Vu la procédure suivante :
Procédure contentieuse antérieure
M. B... A... a demandé au tribunal administratif de Lyon d'annuler les décisions du 16 février 2024 par lesquelles la préfète du Rhône a refusé de lui délivrer un titre de séjour, l'a obligé à quitter le territoire français dans un délai de trente jours, et a fixé le pays de destination de la mesure d'éloignement.

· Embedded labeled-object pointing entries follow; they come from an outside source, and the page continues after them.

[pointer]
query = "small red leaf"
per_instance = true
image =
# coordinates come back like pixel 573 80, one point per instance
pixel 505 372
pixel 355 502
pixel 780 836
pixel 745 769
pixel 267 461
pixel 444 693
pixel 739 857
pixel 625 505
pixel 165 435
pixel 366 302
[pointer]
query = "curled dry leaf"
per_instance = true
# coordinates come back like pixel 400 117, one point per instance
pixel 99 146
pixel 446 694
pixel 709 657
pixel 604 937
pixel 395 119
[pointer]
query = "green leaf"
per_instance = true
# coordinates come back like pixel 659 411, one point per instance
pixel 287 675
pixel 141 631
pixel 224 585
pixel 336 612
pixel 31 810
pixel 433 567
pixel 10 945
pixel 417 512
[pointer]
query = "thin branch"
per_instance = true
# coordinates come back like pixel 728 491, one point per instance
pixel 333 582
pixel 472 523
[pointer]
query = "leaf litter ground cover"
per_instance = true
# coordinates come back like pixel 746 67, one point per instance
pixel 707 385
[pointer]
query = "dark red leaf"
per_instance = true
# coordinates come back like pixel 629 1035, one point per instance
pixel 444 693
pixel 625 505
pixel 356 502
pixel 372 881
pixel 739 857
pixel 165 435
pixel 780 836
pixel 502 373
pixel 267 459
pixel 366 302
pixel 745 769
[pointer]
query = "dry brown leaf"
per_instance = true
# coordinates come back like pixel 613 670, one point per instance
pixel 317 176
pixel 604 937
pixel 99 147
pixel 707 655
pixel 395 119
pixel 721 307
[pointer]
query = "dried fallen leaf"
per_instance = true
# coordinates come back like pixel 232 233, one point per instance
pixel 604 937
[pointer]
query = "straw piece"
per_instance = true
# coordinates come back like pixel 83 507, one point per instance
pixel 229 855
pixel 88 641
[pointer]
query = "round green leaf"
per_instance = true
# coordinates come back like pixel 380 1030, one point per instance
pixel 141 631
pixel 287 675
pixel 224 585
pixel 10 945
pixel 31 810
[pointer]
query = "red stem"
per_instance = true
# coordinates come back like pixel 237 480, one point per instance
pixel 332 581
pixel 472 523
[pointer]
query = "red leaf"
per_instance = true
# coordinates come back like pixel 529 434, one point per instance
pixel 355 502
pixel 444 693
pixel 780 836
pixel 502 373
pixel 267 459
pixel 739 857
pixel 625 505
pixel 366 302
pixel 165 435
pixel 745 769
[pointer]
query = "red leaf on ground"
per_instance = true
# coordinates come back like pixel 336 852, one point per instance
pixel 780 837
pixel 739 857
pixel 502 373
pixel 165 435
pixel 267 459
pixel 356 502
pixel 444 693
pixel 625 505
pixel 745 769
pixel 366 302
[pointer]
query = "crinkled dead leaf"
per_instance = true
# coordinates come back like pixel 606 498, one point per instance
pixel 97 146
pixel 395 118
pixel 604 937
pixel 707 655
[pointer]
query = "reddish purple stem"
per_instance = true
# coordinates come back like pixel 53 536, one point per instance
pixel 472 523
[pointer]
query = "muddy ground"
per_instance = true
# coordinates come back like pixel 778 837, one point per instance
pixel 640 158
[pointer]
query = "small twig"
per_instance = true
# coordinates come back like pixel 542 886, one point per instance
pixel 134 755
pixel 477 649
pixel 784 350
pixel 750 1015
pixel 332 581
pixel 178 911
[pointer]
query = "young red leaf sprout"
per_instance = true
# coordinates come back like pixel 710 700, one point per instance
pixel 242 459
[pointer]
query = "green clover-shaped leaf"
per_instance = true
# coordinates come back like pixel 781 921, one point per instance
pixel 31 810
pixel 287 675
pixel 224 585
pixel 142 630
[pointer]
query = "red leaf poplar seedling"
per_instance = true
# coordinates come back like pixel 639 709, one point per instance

Par jugement n° 2402330 du 18 juillet 2024, le tribunal administratif de Lyon a rejeté cette demande.
Procédure devant la cour
Par une requête, enregistrée le 25 juillet 2024, M. A..., représenté par Me Sabatier, demande à la cour :
1°) d'annuler ce jugement du 18 juillet 2024 ;
2°) d'annuler les décisions du 16 février 2024 susvisées ;
3°) d'enjoindre à la préfète du Rhône de lui délivrer un titre de séjour portant la mention " vie privée et familiale " ou " salarié " ou de réexaminer sa situation dans un délai de deux mois à compter de la notification de l'arrêt à intervenir sous astreinte de 100 euros par jour de retard ;
4°) de mettre à la charge de l'Etat une somme de 1 200 euros sur le fondement des dispositions de l'article L. 761-1 du code de justice administrative.
Il soutient que :
- la décision portant refus de séjour est entachée d'un défaut d'examen particulier de sa situation ;
- elle est entachée d'une erreur de droit, d'un défaut de motivation et d'un défaut d'examen dès lors qu'elle ne se prononce pas sur sa demande d'autorisation de travail ;
- elle est entachée d'erreurs de fait ;
- elle méconnaît les stipulations de l'article 8 de la convention européenne de sauvegarde des droits de l'homme et des libertés fondamentales et de l'article 7 quater de l'accord franco-tunisien ;
- elle est entachée d'erreur manifeste d'appréciation au regard du pouvoir général de régularisation du préfet ;
- elle aurait dû être précédée de la saisine de la commission du titre de séjour dès lors qu'il aurait dû se voir délivrer un titre de séjour sur le fondement de l'article L. 435-1 du code de l'entrée et du séjour des étrangers et du droit d'asile ;
- la décision portant obligation de quitter le territoire français est illégale en raison de l'illégalité de la décision de refus de séjour ;
- elle méconnaît les stipulations de l'article 8 de la convention européenne de sauvegarde des droits de l'homme et des libertés fondamentales ;
- les décisions fixant le délai de départ volontaire à trente jours et fixant le pays de destination de la mesure d'éloignement sont illégales en raison de l'illégalité des décisions portant refus de séjour et obligation de quitter le territoire français.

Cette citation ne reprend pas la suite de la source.